On the phone, the first thing that stands out about Nellie McKay is her sonorous speaking voice, which is a mixture of the sweetheart lilt of Judy Garland's Oz-bound Dorothy and the regal mannerisms of Tori Amos. The next thing you notice about the singer-songwriter-pianist is her genteel demeanor. She apologizes for a delay, is as enthusiastic about her interviewer's writing career as her own music, and uses words like "anathema" as freely as a college coed might drop "whatever" into colloquial chats.
What's perhaps most striking about the London-born New York City resident, though, is that she is only 20 years old -- and already she has more musical savvy, industry smarts, and sheer talent than most twice her age. This isn't surprising, considering that McKay often conjures the golden oldies on her marvelously anachronistic major-label debut, Get Away From Me.
Despite the enthusiastic endorsement for PETA prominently displayed on its back cover, the album's 18 tunes sound as if they were plucked from a dusty time capsule filled with scratchy 78s, Cole Porter tunes, and leisure suits. Expect 1940s-era jazz ballads, Broadway vamping, jaunty show tunes, even disco.
Get Away's lyrics, however, are filled with modern flourishes -- like "Sari," McKay's infamous rap song, in which she finds empowerment in her faults ("I'm sorry for my views/I don't know how to schmooze/And yet you know that really/I'm sorry for you").

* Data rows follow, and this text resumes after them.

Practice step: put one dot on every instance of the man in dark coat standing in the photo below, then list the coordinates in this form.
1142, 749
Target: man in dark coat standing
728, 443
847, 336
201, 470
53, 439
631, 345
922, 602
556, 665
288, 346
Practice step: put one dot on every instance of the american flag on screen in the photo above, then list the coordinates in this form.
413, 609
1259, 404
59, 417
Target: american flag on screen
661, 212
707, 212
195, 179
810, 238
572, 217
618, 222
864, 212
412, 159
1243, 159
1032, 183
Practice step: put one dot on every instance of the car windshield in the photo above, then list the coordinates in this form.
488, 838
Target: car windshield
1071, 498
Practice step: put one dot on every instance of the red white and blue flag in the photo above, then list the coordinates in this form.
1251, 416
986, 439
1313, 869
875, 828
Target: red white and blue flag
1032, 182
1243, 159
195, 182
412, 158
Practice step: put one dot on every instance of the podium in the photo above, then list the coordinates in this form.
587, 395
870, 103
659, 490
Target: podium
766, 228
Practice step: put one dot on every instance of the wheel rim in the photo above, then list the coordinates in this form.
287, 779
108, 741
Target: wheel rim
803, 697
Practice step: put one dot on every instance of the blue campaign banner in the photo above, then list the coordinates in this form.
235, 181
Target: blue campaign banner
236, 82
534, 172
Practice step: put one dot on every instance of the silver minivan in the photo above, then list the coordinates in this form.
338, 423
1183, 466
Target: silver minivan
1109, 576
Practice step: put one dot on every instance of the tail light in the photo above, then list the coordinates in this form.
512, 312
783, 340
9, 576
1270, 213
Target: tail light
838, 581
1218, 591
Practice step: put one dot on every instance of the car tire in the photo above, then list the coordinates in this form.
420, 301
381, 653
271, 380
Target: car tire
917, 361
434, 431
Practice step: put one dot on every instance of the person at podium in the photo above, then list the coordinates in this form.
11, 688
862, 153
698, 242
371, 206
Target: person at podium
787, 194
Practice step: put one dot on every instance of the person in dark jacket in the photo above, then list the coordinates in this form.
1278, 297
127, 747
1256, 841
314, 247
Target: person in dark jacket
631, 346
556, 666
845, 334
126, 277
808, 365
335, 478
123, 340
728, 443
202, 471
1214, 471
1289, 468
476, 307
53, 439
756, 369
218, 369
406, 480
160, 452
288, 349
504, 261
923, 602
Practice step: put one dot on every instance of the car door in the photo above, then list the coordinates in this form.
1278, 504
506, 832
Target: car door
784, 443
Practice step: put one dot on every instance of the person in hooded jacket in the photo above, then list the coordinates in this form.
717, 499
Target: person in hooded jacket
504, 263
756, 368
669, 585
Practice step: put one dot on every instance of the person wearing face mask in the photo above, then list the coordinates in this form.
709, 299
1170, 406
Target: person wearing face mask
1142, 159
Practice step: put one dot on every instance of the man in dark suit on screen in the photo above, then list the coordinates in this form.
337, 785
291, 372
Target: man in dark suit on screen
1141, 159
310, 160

The album is also colored by McKay's wicked sense of humor. "David" refers to the President as "Mister Bushie"; on "Clonie," she slyly says that she "should've signed with Verve instead of Sony." The bouncy jazz cabaret standout "Won't U Be Nice" turns the classic courtship song on its tail with lines like, "If you would sit/Oh so close to me/That would be nice/. . . If you don't/I'll slit your throat."
"I've always had . . . at once a very low self-esteem and a very healthy self-esteem when it comes to what I want," McKay explains, calling from somewhere in Pennsylvania while hanging out with her cat, Emerald. "If I really believe what I want is correct -- although I hate fighting -- I feel like you gotta fight to the death for it. This album was my baby, and I felt like a mother defending her cubs."

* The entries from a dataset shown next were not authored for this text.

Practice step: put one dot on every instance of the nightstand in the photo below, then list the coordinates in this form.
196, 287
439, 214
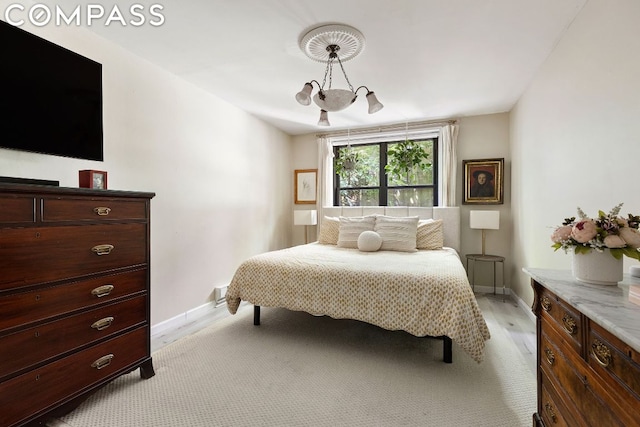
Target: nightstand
486, 258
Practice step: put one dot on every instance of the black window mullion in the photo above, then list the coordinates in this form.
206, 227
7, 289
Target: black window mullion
383, 193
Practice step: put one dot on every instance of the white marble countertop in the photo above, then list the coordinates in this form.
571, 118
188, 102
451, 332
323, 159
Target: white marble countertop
608, 306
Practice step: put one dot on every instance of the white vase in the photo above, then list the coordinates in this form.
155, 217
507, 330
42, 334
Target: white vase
598, 268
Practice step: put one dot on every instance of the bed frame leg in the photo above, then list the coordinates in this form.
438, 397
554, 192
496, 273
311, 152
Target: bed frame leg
256, 315
447, 351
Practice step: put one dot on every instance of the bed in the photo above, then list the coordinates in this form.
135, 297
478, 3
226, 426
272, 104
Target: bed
424, 292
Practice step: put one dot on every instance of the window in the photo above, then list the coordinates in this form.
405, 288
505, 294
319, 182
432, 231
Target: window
377, 174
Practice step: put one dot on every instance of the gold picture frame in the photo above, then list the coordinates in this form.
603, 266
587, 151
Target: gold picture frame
305, 186
483, 181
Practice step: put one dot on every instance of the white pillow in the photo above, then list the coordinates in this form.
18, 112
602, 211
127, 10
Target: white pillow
430, 234
398, 233
329, 229
369, 241
351, 228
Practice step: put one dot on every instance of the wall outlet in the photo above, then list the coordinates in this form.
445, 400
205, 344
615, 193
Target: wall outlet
219, 293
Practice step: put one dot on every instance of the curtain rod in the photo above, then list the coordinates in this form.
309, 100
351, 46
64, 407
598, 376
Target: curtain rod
379, 129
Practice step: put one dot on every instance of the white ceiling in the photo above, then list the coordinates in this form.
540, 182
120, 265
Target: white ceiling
425, 59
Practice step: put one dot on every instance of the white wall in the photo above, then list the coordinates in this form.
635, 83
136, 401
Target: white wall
575, 134
486, 137
304, 156
222, 178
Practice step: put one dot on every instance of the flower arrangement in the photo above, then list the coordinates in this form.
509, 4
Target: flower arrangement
607, 231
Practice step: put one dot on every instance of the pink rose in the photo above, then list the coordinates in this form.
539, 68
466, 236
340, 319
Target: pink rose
561, 234
584, 230
613, 241
631, 236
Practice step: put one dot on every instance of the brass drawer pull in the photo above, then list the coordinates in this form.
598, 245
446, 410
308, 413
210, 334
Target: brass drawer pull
102, 249
551, 358
103, 362
102, 291
548, 407
601, 353
569, 324
102, 211
102, 324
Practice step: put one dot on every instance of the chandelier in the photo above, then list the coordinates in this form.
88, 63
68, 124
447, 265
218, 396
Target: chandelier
328, 44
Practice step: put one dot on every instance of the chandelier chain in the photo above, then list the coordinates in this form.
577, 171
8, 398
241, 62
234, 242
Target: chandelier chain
345, 74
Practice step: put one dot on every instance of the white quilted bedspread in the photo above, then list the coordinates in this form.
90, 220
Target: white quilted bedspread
423, 293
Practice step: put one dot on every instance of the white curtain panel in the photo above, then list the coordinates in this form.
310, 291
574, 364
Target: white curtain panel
325, 177
448, 143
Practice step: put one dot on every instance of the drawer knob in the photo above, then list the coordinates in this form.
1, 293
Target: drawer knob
569, 324
102, 324
102, 249
548, 407
102, 210
551, 358
102, 291
601, 353
103, 362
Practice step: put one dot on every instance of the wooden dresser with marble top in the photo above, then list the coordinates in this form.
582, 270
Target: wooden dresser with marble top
74, 296
588, 361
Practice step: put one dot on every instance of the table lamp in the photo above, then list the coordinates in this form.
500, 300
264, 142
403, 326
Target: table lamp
306, 218
484, 220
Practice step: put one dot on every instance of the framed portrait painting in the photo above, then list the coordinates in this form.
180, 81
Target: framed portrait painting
483, 181
305, 183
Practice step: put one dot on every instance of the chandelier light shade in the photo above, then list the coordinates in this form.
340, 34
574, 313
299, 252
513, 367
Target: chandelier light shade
330, 44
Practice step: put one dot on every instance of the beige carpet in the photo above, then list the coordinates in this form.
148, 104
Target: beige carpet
300, 370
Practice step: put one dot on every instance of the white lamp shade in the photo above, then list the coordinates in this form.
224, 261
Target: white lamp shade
306, 217
487, 220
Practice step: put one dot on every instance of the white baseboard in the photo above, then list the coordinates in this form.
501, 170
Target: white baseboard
489, 290
527, 309
184, 318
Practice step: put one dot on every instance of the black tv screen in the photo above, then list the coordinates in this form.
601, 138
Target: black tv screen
51, 97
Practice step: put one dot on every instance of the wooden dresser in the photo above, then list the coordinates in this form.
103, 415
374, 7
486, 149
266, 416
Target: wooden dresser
74, 296
588, 352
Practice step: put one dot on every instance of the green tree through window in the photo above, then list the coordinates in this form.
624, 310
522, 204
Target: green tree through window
367, 175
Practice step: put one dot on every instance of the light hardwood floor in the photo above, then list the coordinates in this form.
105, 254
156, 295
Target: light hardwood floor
510, 316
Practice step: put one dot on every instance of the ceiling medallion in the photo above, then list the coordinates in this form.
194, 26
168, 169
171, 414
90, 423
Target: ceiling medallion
328, 44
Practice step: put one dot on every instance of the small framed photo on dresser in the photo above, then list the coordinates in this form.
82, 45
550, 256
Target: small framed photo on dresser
93, 179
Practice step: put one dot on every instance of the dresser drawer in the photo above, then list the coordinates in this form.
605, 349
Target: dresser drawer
552, 410
37, 344
95, 209
561, 366
17, 209
39, 255
565, 319
614, 362
28, 307
43, 388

This stubbornness has caused occasional friction with her label, Columbia. Her insistence that Get Away be released as a two-CD set is just one of their more publicized clashes. She's currently dismayed over their support of an electronic press kit, which was filmed during a particularly bad fashion stretch in which she "had bright orange hair, bright orange eyebrows. I didn't know what I was doing with my makeup. Everything wrong came together at once." The kit also features an "atrocious" performance from her.
"That doesn't represent me at all," she says. "I hate it. So, we've been trying to get in this French footage we shot. I just feel that they [the label] are severely prejudiced . . . towards conformity. You always come up against that. These are people that have worked with the greats, and they still don't seem to understand what made them great was that they were different. You're reminded that you're not being enabled to create for yourself, you are being enabled to create for them. As people I really like them, but as collaborators -- it's hell!"
She laughs after this emphatic statement, but her consternation brings up one of the most refreshing things about McKay. While other pop stars her age resign themselves to malleability, she is fiercely protective of her quirks and originality. She demands control over how to present her art and image to the world, and refuses to compromise who she is or what she wants to stand for to fit into any glossy, narrow niche. It's an ambitious attitude, caused by a passion for and belief in her craft -- and has nothing to do with spoiled diva behavior.
"If you talk to any person off the street and you start talking to them about art, and then you say, 'What would you do if you were so-and-so's manager?' everybody has an opinion," McKay says. "Everybody would do it differently.
"I guess that's what some of the songs on the album are about. For so long I just beat myself up, because other people do things differently and I never fit into that. At a certain point, you can say, 'It's always me,' or you can say, 'Well, yeah, but you know . . . I don't know, Chaplin was a weirdo.' Weird isn't bad."
McKay grew up with her actress mother, living first in Harlem, then Olympia, Washington, and finally Pennsylvania, where she participated in a not-so-fun competitive marching band in high school ("It really was my first full-on backstabbing war, and that went on for four years"). She entered the Manhattan School of Music at age 16, a time she calls "torture," and dropped out two years later and started playing piano bars. After a spot opening for the artsy Trachtenburg Family Slideshow Players in 2003 earned her a glowing Time Out New York article, record labels came calling -- and now McKay is touring amphitheaters to critical acclaim.
"The main thing I want is for [my music] to affect [people] the way my favorite music affects me," she says. "That you feel either you are the singer, or they are singing about you. I want them to listen to it and have it to be able to help them in their life somehow.
"Music is what got me through college, and it's what continues to get me though everything. I need it, it's like a drug, and it's that way with most people. If I could be that person to some people, that just means everything to me."